Sofia felt the urge to help last fall when she saw images of Alan Kurdi, the 3-year-old Syrian toddler whose body washed up on a beach in Turkey after he'd drowned in the Aegean, The photo, showing a Turkish officer cradling Kurdi in his arms, went viral -- and opened everyone's eyes to Europe's humanitarian crisis, She started by raising funds through Generosity.com, part of crowdsourcing site Indiegogo, to send a nurse and translator to Greece, She then helped create a grassroots organization called Information Point , which now runs Facebook groups and websites to coordinate independent volunteers and share information, GreeceVol.info, the group's main site, includes a 16-page Google document crash course on volunteering in Greece, with regularly updated bulletins for supply needs and volunteer opportunities, Since February, she's iphone screen protector apple also helped work with the volunteer group Are You Syrious, as well..

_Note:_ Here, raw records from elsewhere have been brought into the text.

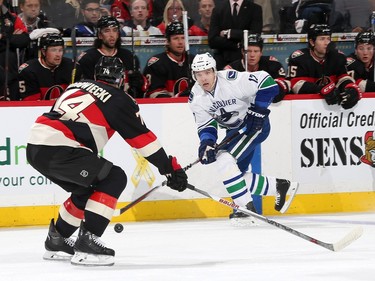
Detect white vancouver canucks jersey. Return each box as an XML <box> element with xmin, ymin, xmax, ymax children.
<box><xmin>189</xmin><ymin>70</ymin><xmax>278</xmax><ymax>135</ymax></box>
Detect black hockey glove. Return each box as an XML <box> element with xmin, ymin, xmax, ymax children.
<box><xmin>245</xmin><ymin>106</ymin><xmax>270</xmax><ymax>136</ymax></box>
<box><xmin>341</xmin><ymin>83</ymin><xmax>362</xmax><ymax>109</ymax></box>
<box><xmin>128</xmin><ymin>71</ymin><xmax>144</xmax><ymax>90</ymax></box>
<box><xmin>166</xmin><ymin>156</ymin><xmax>188</xmax><ymax>192</ymax></box>
<box><xmin>320</xmin><ymin>82</ymin><xmax>341</xmax><ymax>105</ymax></box>
<box><xmin>198</xmin><ymin>139</ymin><xmax>216</xmax><ymax>165</ymax></box>
<box><xmin>272</xmin><ymin>79</ymin><xmax>290</xmax><ymax>103</ymax></box>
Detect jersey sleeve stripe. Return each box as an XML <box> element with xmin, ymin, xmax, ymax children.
<box><xmin>126</xmin><ymin>131</ymin><xmax>161</xmax><ymax>157</ymax></box>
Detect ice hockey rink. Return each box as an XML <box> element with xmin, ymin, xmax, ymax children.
<box><xmin>0</xmin><ymin>213</ymin><xmax>375</xmax><ymax>281</ymax></box>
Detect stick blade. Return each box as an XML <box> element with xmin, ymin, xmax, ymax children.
<box><xmin>332</xmin><ymin>226</ymin><xmax>363</xmax><ymax>252</ymax></box>
<box><xmin>112</xmin><ymin>209</ymin><xmax>121</xmax><ymax>217</ymax></box>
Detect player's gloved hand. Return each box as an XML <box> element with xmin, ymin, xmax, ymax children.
<box><xmin>341</xmin><ymin>83</ymin><xmax>362</xmax><ymax>109</ymax></box>
<box><xmin>198</xmin><ymin>139</ymin><xmax>216</xmax><ymax>165</ymax></box>
<box><xmin>166</xmin><ymin>156</ymin><xmax>188</xmax><ymax>192</ymax></box>
<box><xmin>272</xmin><ymin>78</ymin><xmax>290</xmax><ymax>103</ymax></box>
<box><xmin>127</xmin><ymin>70</ymin><xmax>144</xmax><ymax>90</ymax></box>
<box><xmin>320</xmin><ymin>82</ymin><xmax>341</xmax><ymax>105</ymax></box>
<box><xmin>244</xmin><ymin>106</ymin><xmax>270</xmax><ymax>136</ymax></box>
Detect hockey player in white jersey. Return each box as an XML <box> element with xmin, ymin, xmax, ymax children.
<box><xmin>189</xmin><ymin>53</ymin><xmax>298</xmax><ymax>223</ymax></box>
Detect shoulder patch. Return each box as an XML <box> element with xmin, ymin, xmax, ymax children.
<box><xmin>18</xmin><ymin>62</ymin><xmax>29</xmax><ymax>72</ymax></box>
<box><xmin>346</xmin><ymin>57</ymin><xmax>355</xmax><ymax>65</ymax></box>
<box><xmin>227</xmin><ymin>70</ymin><xmax>238</xmax><ymax>80</ymax></box>
<box><xmin>147</xmin><ymin>57</ymin><xmax>159</xmax><ymax>66</ymax></box>
<box><xmin>188</xmin><ymin>91</ymin><xmax>194</xmax><ymax>103</ymax></box>
<box><xmin>291</xmin><ymin>50</ymin><xmax>303</xmax><ymax>59</ymax></box>
<box><xmin>270</xmin><ymin>56</ymin><xmax>279</xmax><ymax>61</ymax></box>
<box><xmin>77</xmin><ymin>52</ymin><xmax>86</xmax><ymax>61</ymax></box>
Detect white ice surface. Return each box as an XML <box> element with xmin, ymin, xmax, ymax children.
<box><xmin>0</xmin><ymin>213</ymin><xmax>375</xmax><ymax>281</ymax></box>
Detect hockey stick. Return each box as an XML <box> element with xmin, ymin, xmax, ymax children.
<box><xmin>243</xmin><ymin>29</ymin><xmax>249</xmax><ymax>72</ymax></box>
<box><xmin>188</xmin><ymin>184</ymin><xmax>363</xmax><ymax>252</ymax></box>
<box><xmin>113</xmin><ymin>127</ymin><xmax>259</xmax><ymax>217</ymax></box>
<box><xmin>113</xmin><ymin>181</ymin><xmax>167</xmax><ymax>217</ymax></box>
<box><xmin>70</xmin><ymin>26</ymin><xmax>77</xmax><ymax>83</ymax></box>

A view of Lesvos, Greece, that tourists see. Kiki Michailidou hears a lot about pain. A psychologist for the International Rescue Committee, Michailidou works at a government-run refugee camp on the Greek island of Lesvos, where she talks migrants through depression, anxiety, grief, panic attacks and suicidal thoughts. "They've been through lots of distress," she tells me, as we sit at a table under a blue tarp just outside the Kara Tepe camp's front gate. "They used to be people like you and me. They had their lives, they had their homes."And now?.